Door op 22 februari 2013

SOBER

Een paar dagen voordat de koningin bekend maakte dat ze haar troon gaat afstaan aan haar zoon, kwamen we van een lange, verre vakantie terug op Schiphol, zo ver dat we langs de paspoortcontrole moesten. De marechaussee van dienst kon er nog niet zo heel lang zitten, want het was nog vóór zeven uur in de ochtend, maar hij keek al geroutineerd, wat verveeld zelfs, naar de langs trekkende passagiers. Ik over­woog nog hem wat op te vrolijken met de mededeling dat hij Beatrix kon melden dat wij weer in het land waren, maar iets weerhield me daarvan. Misschien wel de rij achter ons.

Ondanks de jetlag waren we de bewuste maandagavond nog wakker genoeg om de aankondiging tot ons te nemen, zelfs ook veel van het aansluitende commentaar. Niettemin ontging mij veel, maar een punt dat onze premier naar voren bracht, waarschijnlijk tussen heel veel andere belangwekkende zaken, bleef me bezig hou­den: de inhuldiging van koning Willem Alexander zou een sobere plechtigheid worden.

Een sobere plechtigheid. Waarom in hemelsnaam sober? Hoe vaak maken we mee dat een nieuwe koning of koningin aantreedt? Oké, een nieuwe koningin komt in een mensenleven wel vaker voor, in het mijne al twee keer, maar een nieuwe koning is al in geen tijden gebeurd. Maakt niet uit. Schatten we het aantal inhuldigingen op drie per eeuw, dat is toch niet overdreven?

Wat kost nu zo’n inhuldiging? Ik heb eigenlijk geen idee, maar ik bedoel ook meer: waar bestaan die kosten uit en waarop kun je dan besparen? Besparen kun je niet op de onvermijdelijke kosten, zoals beveiliging door politie en leger en het zou me niet verbazen als daar het grootste deel van de kosten in gaat zitten. Wat blijft er dan over om te versoberen? Zaalhuur, hapjes, drankjes? De hermelijnen mantel in de kist laten in plaats van verstellen? De rijtoer inkorten of zelfs helemaal laten vervallen, laat staan ook nog eens die koningssloep opkalefateren?

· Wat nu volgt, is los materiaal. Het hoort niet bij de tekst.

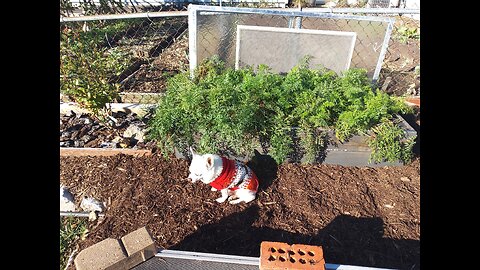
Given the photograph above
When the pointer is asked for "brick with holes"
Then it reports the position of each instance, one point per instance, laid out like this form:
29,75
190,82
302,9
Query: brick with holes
278,255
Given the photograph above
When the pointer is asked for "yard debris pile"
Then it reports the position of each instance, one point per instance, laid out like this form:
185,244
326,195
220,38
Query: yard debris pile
123,130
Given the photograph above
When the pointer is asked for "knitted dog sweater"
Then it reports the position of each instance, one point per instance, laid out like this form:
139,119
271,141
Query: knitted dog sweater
235,175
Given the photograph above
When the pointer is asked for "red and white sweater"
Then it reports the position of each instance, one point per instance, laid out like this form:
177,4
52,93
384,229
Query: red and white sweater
235,175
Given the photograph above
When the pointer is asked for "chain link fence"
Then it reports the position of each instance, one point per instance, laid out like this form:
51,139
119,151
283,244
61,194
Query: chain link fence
139,51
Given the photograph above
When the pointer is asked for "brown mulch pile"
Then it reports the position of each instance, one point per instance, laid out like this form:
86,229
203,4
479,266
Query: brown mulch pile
359,215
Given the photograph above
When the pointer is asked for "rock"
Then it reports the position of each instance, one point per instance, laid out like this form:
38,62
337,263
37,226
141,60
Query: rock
66,200
91,205
92,216
68,143
77,143
86,138
352,2
135,132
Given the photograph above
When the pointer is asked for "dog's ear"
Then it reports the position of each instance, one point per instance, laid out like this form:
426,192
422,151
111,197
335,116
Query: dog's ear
209,162
191,150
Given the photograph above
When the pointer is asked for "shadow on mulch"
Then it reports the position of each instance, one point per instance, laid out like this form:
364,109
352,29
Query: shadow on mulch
346,240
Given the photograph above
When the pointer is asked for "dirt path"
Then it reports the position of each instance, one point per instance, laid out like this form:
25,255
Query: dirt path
360,215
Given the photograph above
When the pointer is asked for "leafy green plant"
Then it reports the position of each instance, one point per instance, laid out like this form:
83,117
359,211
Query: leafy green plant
405,33
222,109
71,229
390,143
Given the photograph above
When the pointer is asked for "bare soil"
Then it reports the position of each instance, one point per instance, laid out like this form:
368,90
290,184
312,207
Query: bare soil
359,215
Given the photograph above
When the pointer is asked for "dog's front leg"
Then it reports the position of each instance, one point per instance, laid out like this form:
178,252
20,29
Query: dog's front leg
224,195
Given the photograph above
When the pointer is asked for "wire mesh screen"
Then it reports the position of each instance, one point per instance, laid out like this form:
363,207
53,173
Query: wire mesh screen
214,32
141,54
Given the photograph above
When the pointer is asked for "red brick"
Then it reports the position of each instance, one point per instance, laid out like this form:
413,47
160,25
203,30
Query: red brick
278,255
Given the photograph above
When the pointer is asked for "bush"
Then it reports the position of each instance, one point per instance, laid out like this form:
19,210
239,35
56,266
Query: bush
232,111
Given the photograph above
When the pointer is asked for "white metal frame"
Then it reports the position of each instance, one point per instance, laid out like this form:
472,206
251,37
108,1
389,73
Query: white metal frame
194,10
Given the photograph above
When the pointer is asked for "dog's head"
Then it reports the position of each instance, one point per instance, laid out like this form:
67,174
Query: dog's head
202,168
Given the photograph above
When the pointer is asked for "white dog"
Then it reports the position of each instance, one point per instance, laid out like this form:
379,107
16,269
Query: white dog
233,178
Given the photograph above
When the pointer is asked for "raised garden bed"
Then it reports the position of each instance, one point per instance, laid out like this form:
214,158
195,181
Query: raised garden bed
359,215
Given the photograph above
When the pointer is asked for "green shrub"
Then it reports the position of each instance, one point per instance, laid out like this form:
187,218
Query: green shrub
389,143
226,110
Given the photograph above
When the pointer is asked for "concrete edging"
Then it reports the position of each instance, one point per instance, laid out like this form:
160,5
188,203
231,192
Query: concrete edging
83,152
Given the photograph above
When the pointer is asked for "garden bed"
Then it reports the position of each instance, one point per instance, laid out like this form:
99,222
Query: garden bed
360,215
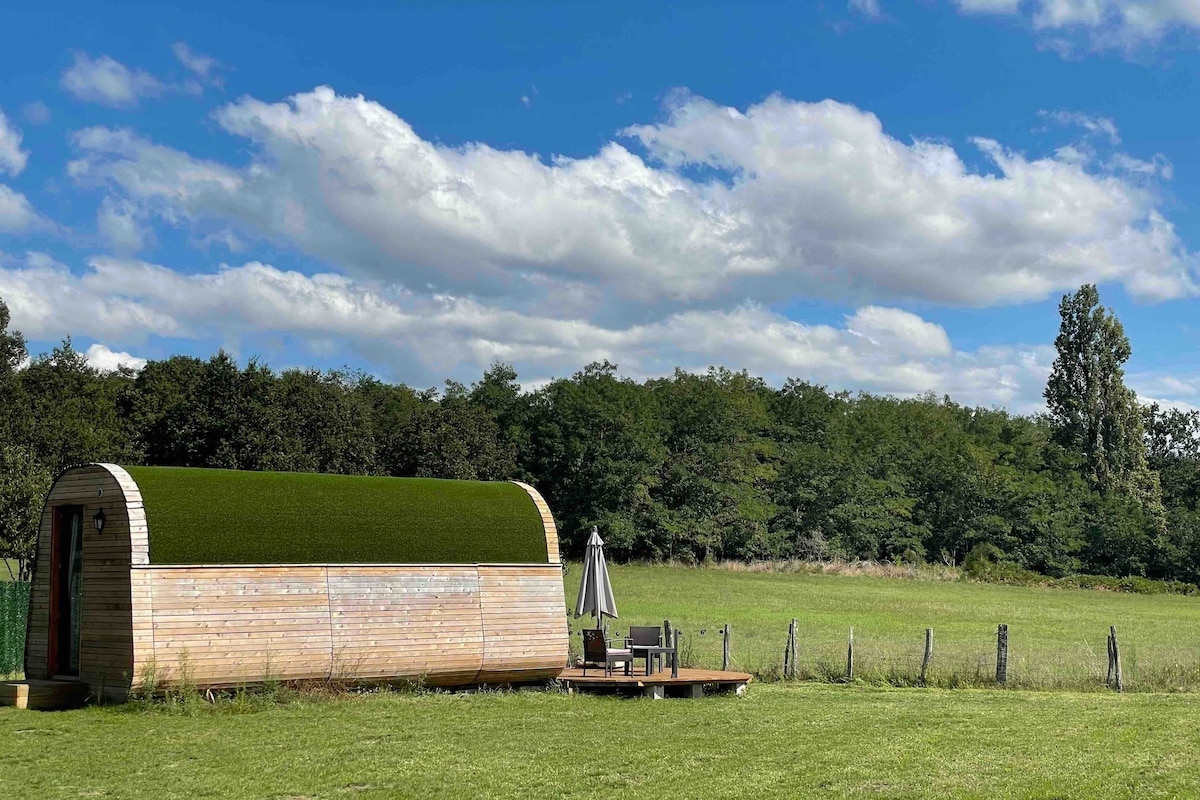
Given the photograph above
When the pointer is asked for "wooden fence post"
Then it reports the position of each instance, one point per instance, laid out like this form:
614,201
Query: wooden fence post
675,659
795,632
1002,655
790,651
1116,659
929,655
1108,678
850,656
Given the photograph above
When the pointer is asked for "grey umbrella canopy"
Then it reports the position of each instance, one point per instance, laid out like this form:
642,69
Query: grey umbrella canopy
595,591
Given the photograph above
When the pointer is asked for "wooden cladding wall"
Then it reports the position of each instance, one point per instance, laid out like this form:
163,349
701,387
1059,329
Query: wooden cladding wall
444,624
525,623
223,625
107,660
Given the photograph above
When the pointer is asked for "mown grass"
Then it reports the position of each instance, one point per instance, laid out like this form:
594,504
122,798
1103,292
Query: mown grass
1056,636
779,741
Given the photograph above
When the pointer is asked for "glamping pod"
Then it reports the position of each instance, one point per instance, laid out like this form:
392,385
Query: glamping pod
222,577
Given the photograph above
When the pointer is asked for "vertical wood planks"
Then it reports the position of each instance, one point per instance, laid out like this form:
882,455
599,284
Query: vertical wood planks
106,638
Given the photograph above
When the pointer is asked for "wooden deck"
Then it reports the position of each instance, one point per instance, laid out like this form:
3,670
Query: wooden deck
690,683
43,695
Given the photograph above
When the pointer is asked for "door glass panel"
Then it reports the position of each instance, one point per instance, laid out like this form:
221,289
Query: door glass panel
75,590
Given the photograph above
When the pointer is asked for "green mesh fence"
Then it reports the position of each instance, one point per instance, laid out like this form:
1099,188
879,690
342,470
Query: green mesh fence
13,608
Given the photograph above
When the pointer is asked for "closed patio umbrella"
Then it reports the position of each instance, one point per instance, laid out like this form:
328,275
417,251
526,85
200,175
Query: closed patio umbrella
595,591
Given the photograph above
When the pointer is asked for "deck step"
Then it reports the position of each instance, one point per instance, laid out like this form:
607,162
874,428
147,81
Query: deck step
43,695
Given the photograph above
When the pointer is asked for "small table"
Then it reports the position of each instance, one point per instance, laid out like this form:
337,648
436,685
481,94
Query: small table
651,651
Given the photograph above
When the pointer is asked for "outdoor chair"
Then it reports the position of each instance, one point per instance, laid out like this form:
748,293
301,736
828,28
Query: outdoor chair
597,651
646,636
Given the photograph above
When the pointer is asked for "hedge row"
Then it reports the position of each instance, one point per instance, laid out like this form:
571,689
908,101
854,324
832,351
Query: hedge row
13,607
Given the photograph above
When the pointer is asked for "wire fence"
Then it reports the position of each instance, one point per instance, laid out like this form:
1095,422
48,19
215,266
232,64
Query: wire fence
1084,661
13,608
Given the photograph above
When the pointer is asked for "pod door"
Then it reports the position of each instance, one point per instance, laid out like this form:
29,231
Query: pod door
66,591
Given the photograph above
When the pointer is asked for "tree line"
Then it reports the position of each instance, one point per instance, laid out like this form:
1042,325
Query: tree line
689,467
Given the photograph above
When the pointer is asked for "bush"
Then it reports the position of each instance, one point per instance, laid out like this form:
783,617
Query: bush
13,608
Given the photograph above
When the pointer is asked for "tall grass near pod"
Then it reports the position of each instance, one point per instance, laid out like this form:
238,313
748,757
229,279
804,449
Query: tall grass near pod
13,608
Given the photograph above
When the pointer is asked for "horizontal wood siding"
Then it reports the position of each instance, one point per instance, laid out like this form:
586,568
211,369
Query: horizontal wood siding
406,621
226,625
525,623
223,625
106,641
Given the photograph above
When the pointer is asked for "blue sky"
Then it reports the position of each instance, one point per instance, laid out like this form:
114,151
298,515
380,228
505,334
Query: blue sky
871,194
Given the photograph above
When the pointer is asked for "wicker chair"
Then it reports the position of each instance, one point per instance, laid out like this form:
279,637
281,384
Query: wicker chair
597,651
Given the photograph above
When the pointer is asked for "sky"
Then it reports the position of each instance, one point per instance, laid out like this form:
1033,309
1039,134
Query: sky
879,196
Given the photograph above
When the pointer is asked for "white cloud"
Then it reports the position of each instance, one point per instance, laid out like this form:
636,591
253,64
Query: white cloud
12,157
1104,24
17,216
868,7
202,66
1098,125
108,82
100,358
880,349
117,221
989,6
36,113
796,198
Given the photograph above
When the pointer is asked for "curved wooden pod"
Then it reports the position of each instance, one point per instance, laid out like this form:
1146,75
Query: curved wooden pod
222,625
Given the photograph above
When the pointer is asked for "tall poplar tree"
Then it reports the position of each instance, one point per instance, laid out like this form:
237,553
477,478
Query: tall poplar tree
1092,411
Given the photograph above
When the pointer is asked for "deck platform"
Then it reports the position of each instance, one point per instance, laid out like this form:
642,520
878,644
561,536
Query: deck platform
690,683
43,695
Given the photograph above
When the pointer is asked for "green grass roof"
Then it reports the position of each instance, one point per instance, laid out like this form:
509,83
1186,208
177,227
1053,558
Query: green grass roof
219,516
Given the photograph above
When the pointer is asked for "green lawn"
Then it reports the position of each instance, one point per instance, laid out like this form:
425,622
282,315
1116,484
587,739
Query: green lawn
1056,636
798,740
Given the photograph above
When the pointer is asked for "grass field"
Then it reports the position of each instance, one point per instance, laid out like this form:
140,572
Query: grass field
1056,636
778,741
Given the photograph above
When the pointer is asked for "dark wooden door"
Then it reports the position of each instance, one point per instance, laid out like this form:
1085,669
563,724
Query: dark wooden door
66,590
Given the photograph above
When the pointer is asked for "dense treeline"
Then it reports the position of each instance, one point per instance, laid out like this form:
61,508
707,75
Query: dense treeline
693,467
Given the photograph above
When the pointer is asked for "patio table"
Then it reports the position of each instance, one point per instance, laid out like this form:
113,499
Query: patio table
652,653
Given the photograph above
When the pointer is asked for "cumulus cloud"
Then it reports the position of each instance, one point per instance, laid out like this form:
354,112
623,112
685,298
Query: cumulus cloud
36,113
1104,24
868,7
783,198
204,67
876,348
12,157
1098,125
108,82
101,358
17,216
117,221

Nee, het idee van een sobere inhuldiging komt me wat lullig voor. Pak toch gewoon lekker uit voor die ene keer in de dertig jaar. Daar heeft iedereen plezier van, zelfs zo’n amateurrepublikein als ik. Als je het koningshuis in stand wil hou­den, én je vindt dat iedereen moet inleveren, beknibbel dan niet op zulke inciden­tele gebeur­tenissen, maar op de jaarlijkse toelagen voor de leden van het koninklijk huis, ook daar heb je plezier van. Elk jaar weer.